Let me share how Robert Van Kampen describes the day of the Lord in the glossary of The Sign; “Synonymous with the second coming (parousia) of Christ. Also called the “end of the age,” the “final harvest,” and the “seventh seal,” which includes God’s trumpet and bowl judgments and is culminated in the battle of Armageddon. The most prophesied event in the Old Testament concerning the last days, the day of the Lord is marked by God’s fiery, judgmental wrath against the earth’s wicked. The primary purpose of the day-of-the-Lord wrath will be to destroy the kingdom of darkness, giving specific attention to the final beast empire of Satan which will then dominate the world. It will begin on the same day that the Rapture occurs, cutting short the great tribulation by Antichrist, sometime during the second half of the seventieth week. It will be announced with a sign divinely displayed in the heavens. (see Sign of the End of the Age).
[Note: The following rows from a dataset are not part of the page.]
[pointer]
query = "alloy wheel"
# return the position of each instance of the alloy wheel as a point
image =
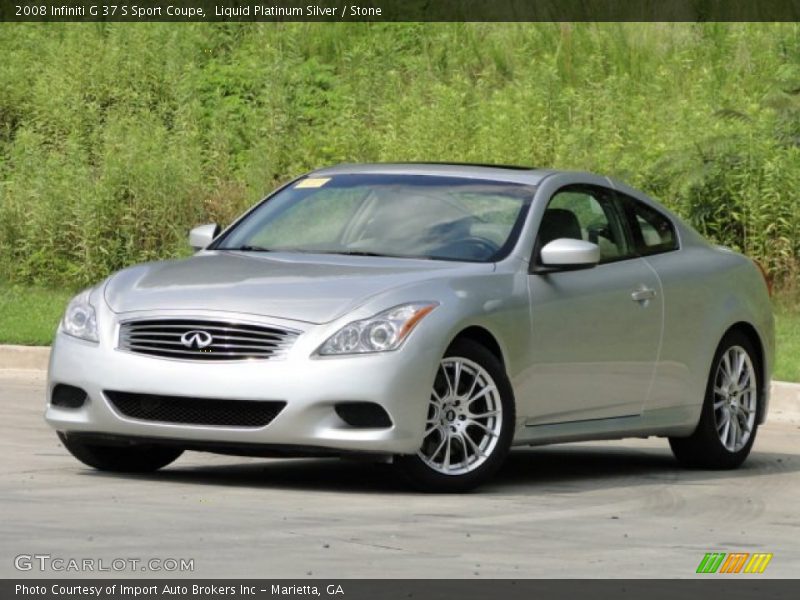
(735, 398)
(465, 417)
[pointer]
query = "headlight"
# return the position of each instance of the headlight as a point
(379, 333)
(79, 320)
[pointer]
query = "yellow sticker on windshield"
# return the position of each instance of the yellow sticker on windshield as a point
(311, 182)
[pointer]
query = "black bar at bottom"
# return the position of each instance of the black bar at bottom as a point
(703, 586)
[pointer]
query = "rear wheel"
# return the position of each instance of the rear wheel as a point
(140, 458)
(469, 424)
(729, 419)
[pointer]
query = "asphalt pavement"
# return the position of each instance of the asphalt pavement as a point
(611, 509)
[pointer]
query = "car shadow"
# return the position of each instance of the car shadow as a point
(565, 468)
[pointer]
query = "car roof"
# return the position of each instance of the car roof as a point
(510, 173)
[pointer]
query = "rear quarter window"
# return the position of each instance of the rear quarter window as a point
(652, 231)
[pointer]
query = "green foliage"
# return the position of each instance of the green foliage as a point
(115, 139)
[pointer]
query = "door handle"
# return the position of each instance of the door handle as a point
(643, 294)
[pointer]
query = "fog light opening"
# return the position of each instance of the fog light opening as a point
(363, 415)
(68, 396)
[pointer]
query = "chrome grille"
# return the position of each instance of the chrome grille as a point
(198, 339)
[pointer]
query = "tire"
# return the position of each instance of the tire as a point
(736, 402)
(121, 459)
(476, 433)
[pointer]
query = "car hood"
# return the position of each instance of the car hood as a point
(314, 289)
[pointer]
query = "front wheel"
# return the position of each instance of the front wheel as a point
(139, 458)
(729, 418)
(469, 424)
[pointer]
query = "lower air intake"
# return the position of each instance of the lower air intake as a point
(195, 411)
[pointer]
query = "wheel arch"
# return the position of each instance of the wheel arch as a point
(484, 337)
(751, 333)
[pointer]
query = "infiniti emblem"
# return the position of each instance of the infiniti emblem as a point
(196, 339)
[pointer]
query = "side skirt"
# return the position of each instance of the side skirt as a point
(676, 421)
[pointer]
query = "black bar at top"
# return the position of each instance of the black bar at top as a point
(398, 10)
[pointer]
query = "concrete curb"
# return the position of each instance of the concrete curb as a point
(785, 396)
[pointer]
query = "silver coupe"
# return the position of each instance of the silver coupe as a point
(431, 315)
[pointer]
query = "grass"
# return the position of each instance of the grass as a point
(115, 138)
(29, 316)
(787, 330)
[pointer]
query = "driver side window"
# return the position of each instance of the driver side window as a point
(588, 214)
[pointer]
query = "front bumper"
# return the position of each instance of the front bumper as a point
(399, 381)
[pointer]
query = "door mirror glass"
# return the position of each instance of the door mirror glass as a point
(202, 236)
(568, 253)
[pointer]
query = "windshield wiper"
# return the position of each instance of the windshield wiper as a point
(247, 248)
(368, 253)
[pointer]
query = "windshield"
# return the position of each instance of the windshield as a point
(409, 216)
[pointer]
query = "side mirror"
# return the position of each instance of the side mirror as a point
(202, 236)
(566, 254)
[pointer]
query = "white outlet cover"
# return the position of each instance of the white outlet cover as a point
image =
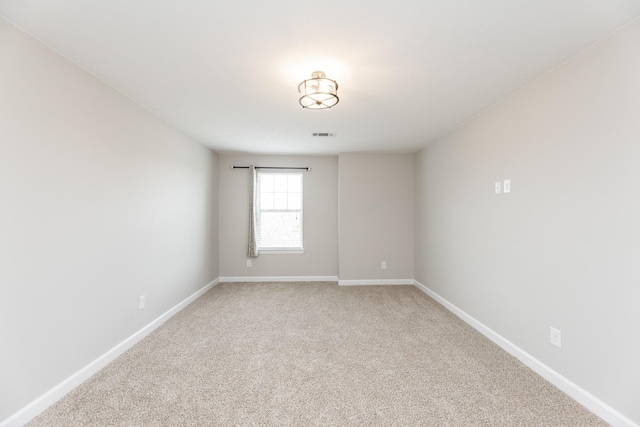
(555, 337)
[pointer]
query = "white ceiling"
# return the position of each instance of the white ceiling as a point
(409, 71)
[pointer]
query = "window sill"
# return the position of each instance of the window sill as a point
(280, 251)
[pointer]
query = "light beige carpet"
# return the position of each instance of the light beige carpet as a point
(300, 354)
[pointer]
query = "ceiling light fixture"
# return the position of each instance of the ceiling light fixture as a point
(318, 92)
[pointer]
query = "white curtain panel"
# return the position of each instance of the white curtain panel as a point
(252, 250)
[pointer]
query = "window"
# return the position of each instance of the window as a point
(279, 211)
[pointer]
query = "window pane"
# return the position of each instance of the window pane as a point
(280, 200)
(280, 211)
(295, 201)
(280, 183)
(280, 230)
(266, 183)
(266, 200)
(295, 183)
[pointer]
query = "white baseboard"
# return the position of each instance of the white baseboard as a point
(579, 394)
(36, 407)
(375, 282)
(236, 279)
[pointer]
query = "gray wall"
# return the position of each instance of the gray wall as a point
(563, 249)
(320, 224)
(376, 216)
(100, 202)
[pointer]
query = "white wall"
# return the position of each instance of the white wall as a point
(376, 217)
(100, 202)
(563, 249)
(320, 219)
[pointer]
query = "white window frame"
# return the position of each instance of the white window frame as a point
(279, 250)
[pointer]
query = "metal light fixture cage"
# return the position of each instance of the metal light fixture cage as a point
(318, 92)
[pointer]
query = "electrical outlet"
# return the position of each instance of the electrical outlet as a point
(555, 337)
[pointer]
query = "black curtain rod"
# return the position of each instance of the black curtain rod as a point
(268, 167)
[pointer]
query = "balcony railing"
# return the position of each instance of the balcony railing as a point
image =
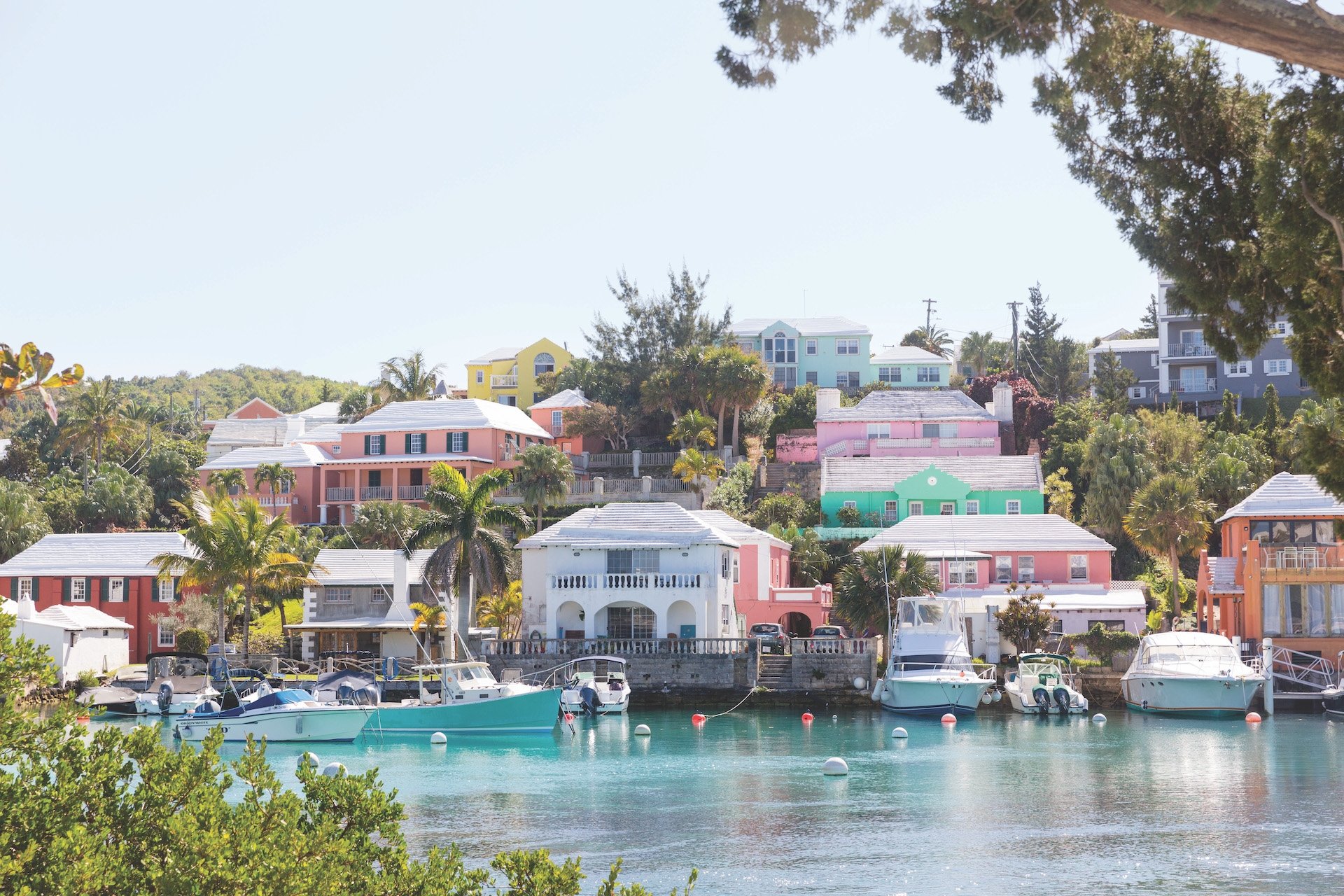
(626, 580)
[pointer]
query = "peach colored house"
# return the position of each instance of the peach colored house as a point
(386, 456)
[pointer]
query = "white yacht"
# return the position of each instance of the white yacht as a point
(1190, 673)
(1042, 685)
(597, 685)
(929, 671)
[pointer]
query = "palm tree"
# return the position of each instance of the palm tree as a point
(698, 470)
(235, 546)
(407, 379)
(692, 430)
(543, 476)
(866, 590)
(472, 555)
(96, 421)
(277, 479)
(1168, 517)
(433, 617)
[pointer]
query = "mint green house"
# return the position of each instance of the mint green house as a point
(889, 489)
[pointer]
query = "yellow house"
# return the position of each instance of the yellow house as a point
(508, 375)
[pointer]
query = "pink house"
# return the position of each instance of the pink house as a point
(386, 456)
(761, 590)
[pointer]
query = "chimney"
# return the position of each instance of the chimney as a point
(828, 399)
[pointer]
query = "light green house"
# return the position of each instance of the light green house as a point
(888, 489)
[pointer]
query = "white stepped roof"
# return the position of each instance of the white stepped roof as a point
(1288, 495)
(636, 524)
(990, 473)
(121, 554)
(1016, 533)
(910, 405)
(449, 414)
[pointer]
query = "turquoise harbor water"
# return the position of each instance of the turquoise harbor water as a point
(996, 805)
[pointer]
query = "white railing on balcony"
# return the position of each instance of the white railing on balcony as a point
(626, 580)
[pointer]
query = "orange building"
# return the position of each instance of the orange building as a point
(1281, 574)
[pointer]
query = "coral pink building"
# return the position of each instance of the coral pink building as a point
(386, 456)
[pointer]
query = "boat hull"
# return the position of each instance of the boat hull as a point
(1212, 697)
(921, 696)
(517, 713)
(332, 724)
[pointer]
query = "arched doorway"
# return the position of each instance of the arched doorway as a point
(799, 625)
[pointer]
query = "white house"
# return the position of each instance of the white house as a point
(647, 570)
(78, 638)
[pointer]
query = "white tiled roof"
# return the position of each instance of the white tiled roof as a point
(991, 473)
(292, 456)
(738, 530)
(910, 405)
(94, 554)
(569, 398)
(365, 566)
(988, 532)
(1288, 495)
(503, 354)
(629, 526)
(909, 355)
(806, 326)
(449, 414)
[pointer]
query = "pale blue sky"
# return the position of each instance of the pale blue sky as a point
(320, 186)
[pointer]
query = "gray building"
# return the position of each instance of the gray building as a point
(1179, 363)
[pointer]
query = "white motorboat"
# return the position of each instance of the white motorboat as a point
(178, 684)
(930, 671)
(286, 715)
(1042, 685)
(597, 685)
(1190, 673)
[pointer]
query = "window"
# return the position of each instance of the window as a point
(1077, 567)
(1027, 568)
(889, 374)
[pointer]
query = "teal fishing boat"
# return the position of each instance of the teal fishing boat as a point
(470, 700)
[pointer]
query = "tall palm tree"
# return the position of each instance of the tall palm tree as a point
(698, 470)
(407, 379)
(235, 546)
(96, 421)
(867, 589)
(1168, 517)
(543, 476)
(472, 555)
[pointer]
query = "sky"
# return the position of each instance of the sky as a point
(323, 186)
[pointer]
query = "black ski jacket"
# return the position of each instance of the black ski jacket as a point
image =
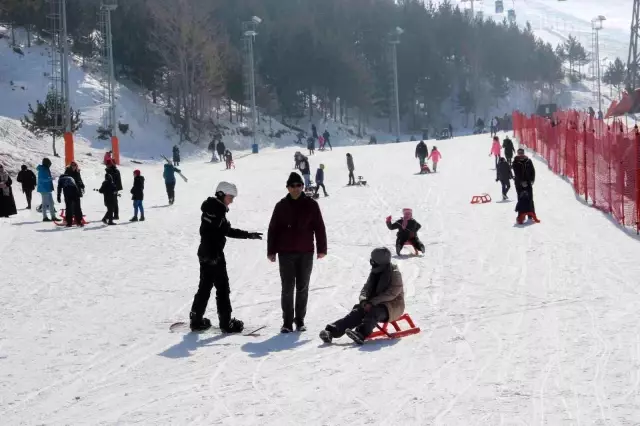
(214, 230)
(508, 147)
(523, 170)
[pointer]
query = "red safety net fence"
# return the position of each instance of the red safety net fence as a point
(602, 161)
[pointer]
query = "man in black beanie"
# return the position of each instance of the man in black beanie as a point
(295, 221)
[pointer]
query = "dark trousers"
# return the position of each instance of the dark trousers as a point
(28, 193)
(415, 242)
(318, 185)
(73, 209)
(295, 273)
(171, 190)
(363, 322)
(213, 276)
(506, 186)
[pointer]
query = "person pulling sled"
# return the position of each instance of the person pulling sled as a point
(408, 229)
(214, 230)
(381, 300)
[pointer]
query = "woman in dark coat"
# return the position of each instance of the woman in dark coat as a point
(7, 203)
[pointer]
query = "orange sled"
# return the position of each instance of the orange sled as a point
(481, 199)
(383, 333)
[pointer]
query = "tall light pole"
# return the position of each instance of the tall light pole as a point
(249, 32)
(395, 41)
(596, 24)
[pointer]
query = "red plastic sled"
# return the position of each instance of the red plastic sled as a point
(383, 333)
(63, 223)
(481, 199)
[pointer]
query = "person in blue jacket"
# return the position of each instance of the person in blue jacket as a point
(320, 181)
(45, 188)
(169, 176)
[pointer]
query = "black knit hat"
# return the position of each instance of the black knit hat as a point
(294, 178)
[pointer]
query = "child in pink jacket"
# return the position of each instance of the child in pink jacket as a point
(495, 150)
(435, 156)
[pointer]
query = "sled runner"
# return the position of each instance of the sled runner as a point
(383, 333)
(62, 222)
(481, 199)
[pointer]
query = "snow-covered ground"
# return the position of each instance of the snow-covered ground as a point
(520, 325)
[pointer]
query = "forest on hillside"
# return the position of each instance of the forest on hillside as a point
(310, 55)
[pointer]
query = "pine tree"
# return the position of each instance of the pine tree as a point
(46, 119)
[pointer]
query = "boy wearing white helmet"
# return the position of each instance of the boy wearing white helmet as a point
(214, 230)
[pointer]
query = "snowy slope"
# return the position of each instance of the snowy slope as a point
(531, 325)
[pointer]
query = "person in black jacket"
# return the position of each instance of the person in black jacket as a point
(422, 152)
(504, 176)
(408, 229)
(72, 193)
(137, 195)
(509, 149)
(117, 181)
(214, 230)
(28, 180)
(110, 193)
(524, 176)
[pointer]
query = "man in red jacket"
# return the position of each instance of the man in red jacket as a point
(295, 220)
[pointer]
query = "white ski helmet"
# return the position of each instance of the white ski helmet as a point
(227, 188)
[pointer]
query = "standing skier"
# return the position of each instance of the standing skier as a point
(351, 167)
(28, 180)
(214, 230)
(408, 229)
(509, 149)
(169, 175)
(113, 171)
(381, 300)
(295, 221)
(504, 175)
(137, 195)
(421, 153)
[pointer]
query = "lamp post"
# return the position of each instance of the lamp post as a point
(395, 41)
(596, 24)
(250, 33)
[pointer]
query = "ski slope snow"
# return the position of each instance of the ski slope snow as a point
(520, 325)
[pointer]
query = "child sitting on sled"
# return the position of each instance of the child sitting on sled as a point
(408, 229)
(381, 300)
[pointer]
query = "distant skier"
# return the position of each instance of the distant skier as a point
(176, 156)
(137, 195)
(110, 193)
(320, 181)
(421, 153)
(504, 176)
(509, 149)
(327, 139)
(435, 156)
(495, 150)
(72, 193)
(214, 230)
(169, 175)
(117, 181)
(381, 300)
(28, 180)
(45, 188)
(351, 167)
(524, 176)
(408, 229)
(7, 202)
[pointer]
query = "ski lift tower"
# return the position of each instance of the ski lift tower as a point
(633, 62)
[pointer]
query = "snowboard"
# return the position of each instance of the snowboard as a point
(184, 327)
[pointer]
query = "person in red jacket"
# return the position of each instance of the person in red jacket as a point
(295, 220)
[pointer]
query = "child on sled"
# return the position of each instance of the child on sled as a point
(408, 229)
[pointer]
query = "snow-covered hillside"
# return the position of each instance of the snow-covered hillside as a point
(520, 325)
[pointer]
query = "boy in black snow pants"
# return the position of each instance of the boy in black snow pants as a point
(504, 175)
(408, 229)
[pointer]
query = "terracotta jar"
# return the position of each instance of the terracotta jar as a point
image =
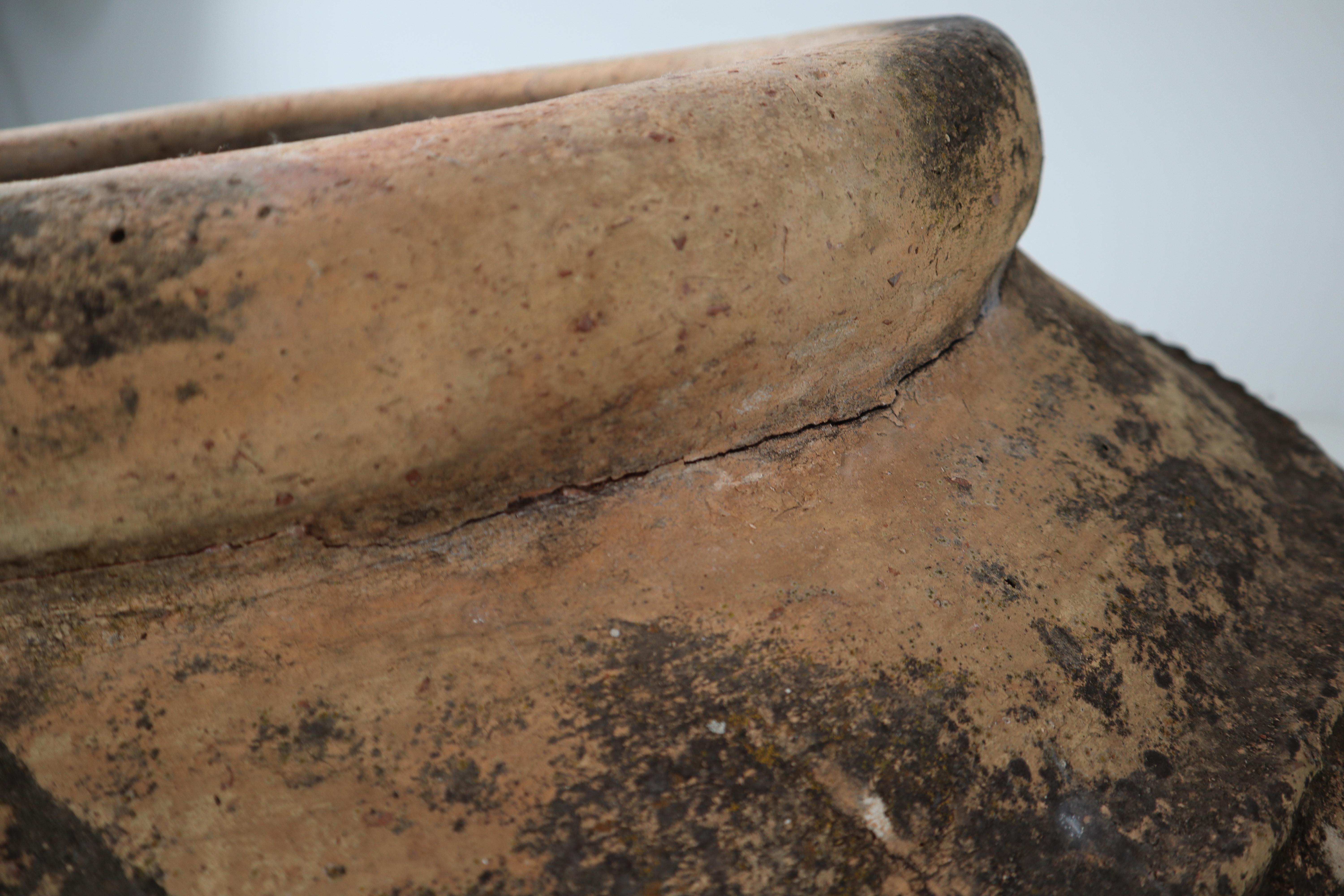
(658, 476)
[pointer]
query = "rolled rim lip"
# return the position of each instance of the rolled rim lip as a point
(222, 125)
(846, 374)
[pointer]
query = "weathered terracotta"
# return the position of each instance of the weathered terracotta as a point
(749, 573)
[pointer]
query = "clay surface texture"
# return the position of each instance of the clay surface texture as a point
(674, 488)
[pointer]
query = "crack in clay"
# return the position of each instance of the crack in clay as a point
(560, 496)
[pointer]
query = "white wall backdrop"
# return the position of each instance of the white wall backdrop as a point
(1194, 181)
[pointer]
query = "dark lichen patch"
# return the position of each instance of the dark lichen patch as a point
(459, 781)
(959, 77)
(319, 731)
(103, 292)
(1011, 586)
(17, 225)
(48, 848)
(187, 392)
(1308, 863)
(1097, 682)
(209, 664)
(704, 768)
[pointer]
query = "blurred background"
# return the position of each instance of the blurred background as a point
(1194, 181)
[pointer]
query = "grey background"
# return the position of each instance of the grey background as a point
(1193, 181)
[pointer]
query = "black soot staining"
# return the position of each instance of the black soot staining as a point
(48, 850)
(702, 760)
(104, 291)
(959, 77)
(1230, 593)
(701, 766)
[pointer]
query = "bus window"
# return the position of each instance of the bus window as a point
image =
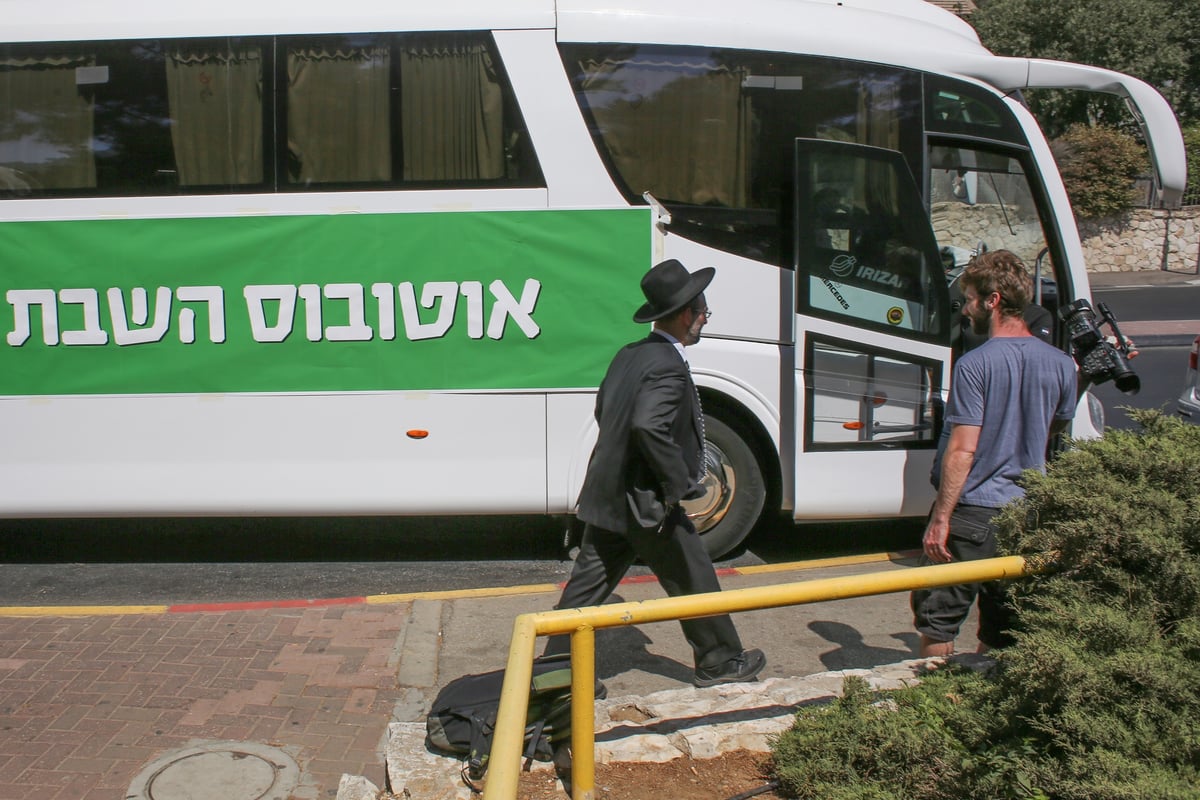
(214, 115)
(864, 248)
(337, 110)
(858, 398)
(405, 108)
(131, 118)
(709, 132)
(982, 198)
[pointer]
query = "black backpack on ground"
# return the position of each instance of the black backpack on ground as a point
(462, 719)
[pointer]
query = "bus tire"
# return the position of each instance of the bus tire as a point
(735, 491)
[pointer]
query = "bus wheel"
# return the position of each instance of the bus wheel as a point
(735, 491)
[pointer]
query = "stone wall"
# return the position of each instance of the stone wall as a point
(1145, 239)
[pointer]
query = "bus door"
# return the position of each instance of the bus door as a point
(871, 335)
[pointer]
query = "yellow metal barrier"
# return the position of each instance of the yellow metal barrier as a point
(504, 763)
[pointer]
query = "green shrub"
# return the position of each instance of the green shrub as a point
(1099, 166)
(1098, 699)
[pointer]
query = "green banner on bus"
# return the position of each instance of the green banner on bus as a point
(521, 300)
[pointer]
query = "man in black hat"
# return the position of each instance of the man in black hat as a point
(648, 457)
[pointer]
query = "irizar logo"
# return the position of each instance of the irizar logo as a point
(845, 266)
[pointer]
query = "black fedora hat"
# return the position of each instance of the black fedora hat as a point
(669, 287)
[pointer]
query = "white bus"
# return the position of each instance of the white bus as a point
(317, 258)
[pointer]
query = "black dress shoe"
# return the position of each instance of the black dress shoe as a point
(741, 668)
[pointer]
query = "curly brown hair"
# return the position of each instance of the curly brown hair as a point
(1003, 272)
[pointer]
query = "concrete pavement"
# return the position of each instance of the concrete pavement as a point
(281, 699)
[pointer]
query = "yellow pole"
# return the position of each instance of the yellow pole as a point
(505, 758)
(504, 762)
(786, 594)
(583, 720)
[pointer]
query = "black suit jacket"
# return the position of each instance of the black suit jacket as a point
(649, 449)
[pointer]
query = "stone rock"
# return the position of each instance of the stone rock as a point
(355, 787)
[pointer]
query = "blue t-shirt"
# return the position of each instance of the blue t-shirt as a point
(1013, 389)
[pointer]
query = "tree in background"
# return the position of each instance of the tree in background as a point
(1099, 166)
(1192, 142)
(1155, 40)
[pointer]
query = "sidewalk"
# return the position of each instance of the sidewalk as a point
(280, 702)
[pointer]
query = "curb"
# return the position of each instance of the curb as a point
(461, 594)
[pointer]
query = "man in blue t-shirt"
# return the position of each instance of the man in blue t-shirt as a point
(1008, 397)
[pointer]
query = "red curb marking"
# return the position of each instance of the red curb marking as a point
(263, 603)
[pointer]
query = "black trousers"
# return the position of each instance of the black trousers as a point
(677, 558)
(939, 613)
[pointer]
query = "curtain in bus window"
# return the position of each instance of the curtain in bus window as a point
(339, 126)
(47, 121)
(451, 110)
(879, 125)
(678, 128)
(216, 115)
A secondary purpose of the day of the Lord will be to refine the third part of the nation of Israel who will survive the great tribulation by Antichrist, in preparation for the salvation of the surviving remnant of the nation (one tenth) after the seventieth week is complete thus completing the spiritual kingdom of God. If the day of the Lord did not cut short the great tribulation by Antichrist, none of God’s elect, Jew or Gentile, would survive.
The day of the Lord’s wrath is composed of two major parts. The first is the series of God’s trumpet judgments against the earth’s wicked, including unsaved Israel, that will occur while the seventieth week is in progress. The second part is the series of bowl judgments, “which are the last, because in them the wrath of God is finished.” These will begin after the seventieth week is complete, after the surviving remnant of Israel is saved and the Lord has hidden them in Azel for protection. The day of the Lord will end at the climactic battle (or campaign) of Armageddon.”